This week in public relations ethics virtue was a key theme – from April Fool’s lies to the virtues of a successful leader to taking a stand against Georgia’s new laws – business were living up to their virtues or failing to do so. There was also an interesting report on a growing whistleblower dichotomy.
- Report on Corporate Ethics Hotlines Fell in 2020 but whistleblower calls increased – This week the Wall Street Journal reported that “third-party managers of the [ethics] hotlines saw a drop in the total number of reports last year, with 54 million employees lodging more than 1.3 million internal reports, a roughly 7.1% decrease from 2019, according to data from Navex Global Inc.” In an interesting contrast, the article also reported the U.S. Securities and Exchange Commission’s whistleblower program, received about 6,900 tips in fiscal year 2020—the most for any year since the program began in 2011.
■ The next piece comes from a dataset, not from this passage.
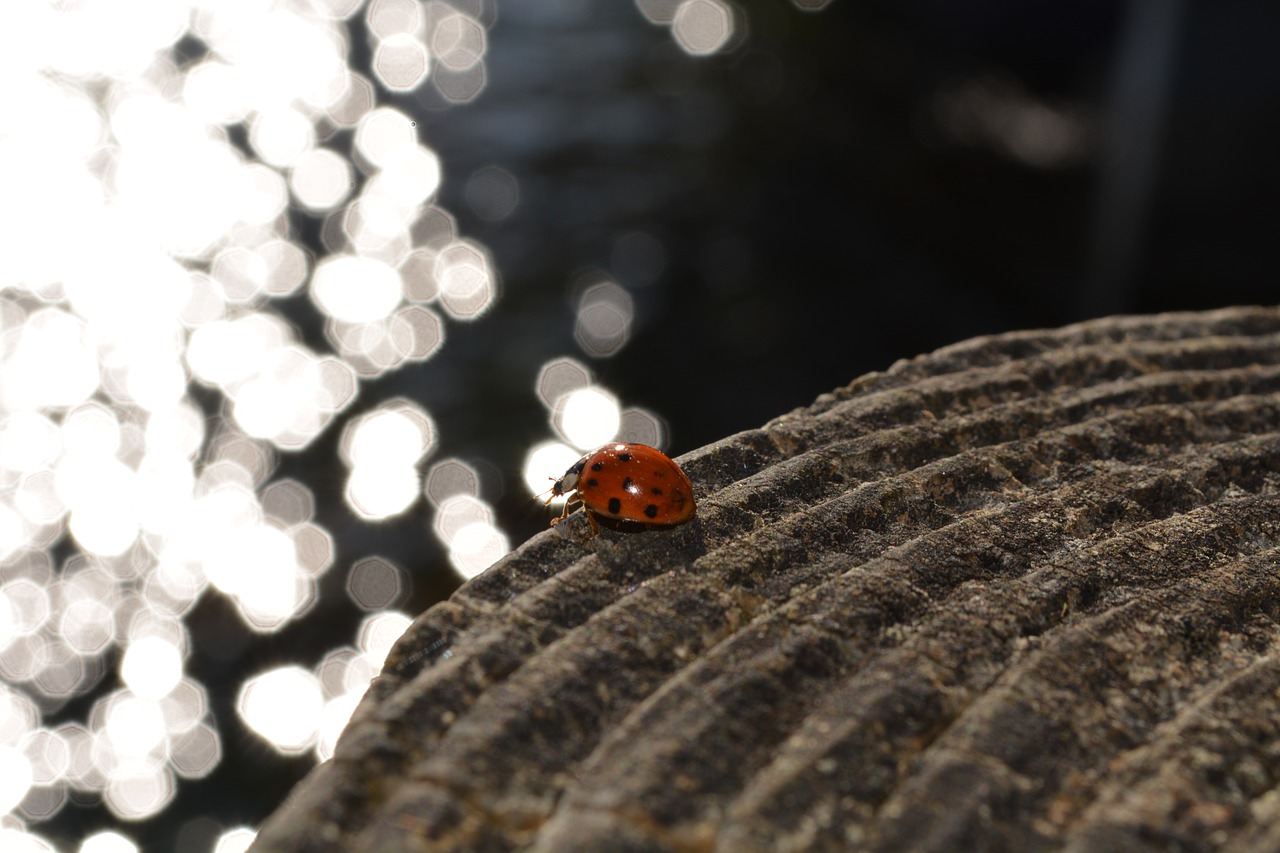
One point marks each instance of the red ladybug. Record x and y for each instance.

- Truth, April Fools and Voltswagen – I really hate most brand’s April Fool initiatives. They try too hard to be funny and frequently fail. In the case of Volkswagen, it may have gone from merely unfunny to being untruthful, damaging to stakeholder relationships and potentially illegal.
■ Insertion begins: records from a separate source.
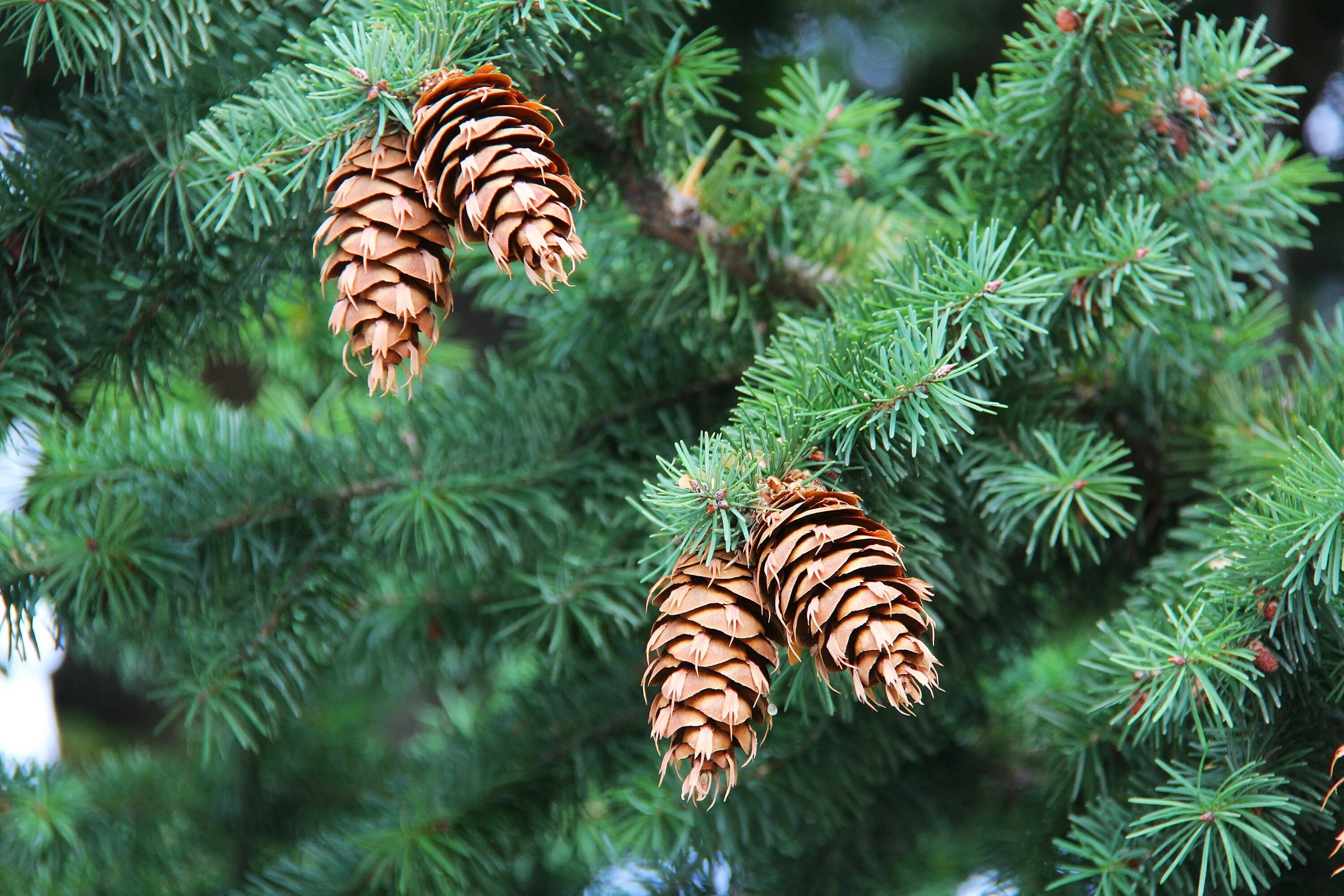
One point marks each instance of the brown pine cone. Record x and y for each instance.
(1265, 659)
(835, 581)
(390, 263)
(486, 154)
(710, 653)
- Virtues of a successful leader – The Ethics & Compliance Initiative drew my attention to this article in Forbes that highlights three virtues of a successful leader – authenticity, vulnerability and confidence. I look forward to discussing how these virtues compare to Aristotle’s and Confucius’ virtues with my class.
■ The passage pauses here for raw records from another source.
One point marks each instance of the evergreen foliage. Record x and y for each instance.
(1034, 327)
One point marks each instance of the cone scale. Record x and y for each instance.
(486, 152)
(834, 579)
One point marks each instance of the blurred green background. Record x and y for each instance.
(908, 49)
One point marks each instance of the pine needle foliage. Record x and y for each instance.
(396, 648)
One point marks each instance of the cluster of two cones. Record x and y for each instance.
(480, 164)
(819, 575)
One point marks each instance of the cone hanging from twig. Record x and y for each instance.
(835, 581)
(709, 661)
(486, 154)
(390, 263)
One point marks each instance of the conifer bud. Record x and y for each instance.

- Virtue, Bias and the All-Star Game – While we are on the topic of virtue – this week demonstrated that virtuous words and actions matter. Major League Baseball pulled the All-Star Game and Draft from Georgia as a result of their new voting laws. Other organizations also condemned the law. We had a really interesting dinner table discussion on the topic. Was the MLB initiative more flash than substance – did it go far enough? Is pulling the game going to drive change, or would they have been better served in making donations to candidates dedicated to repealing it? What is a symbolic as opposed to a substantive ethical act?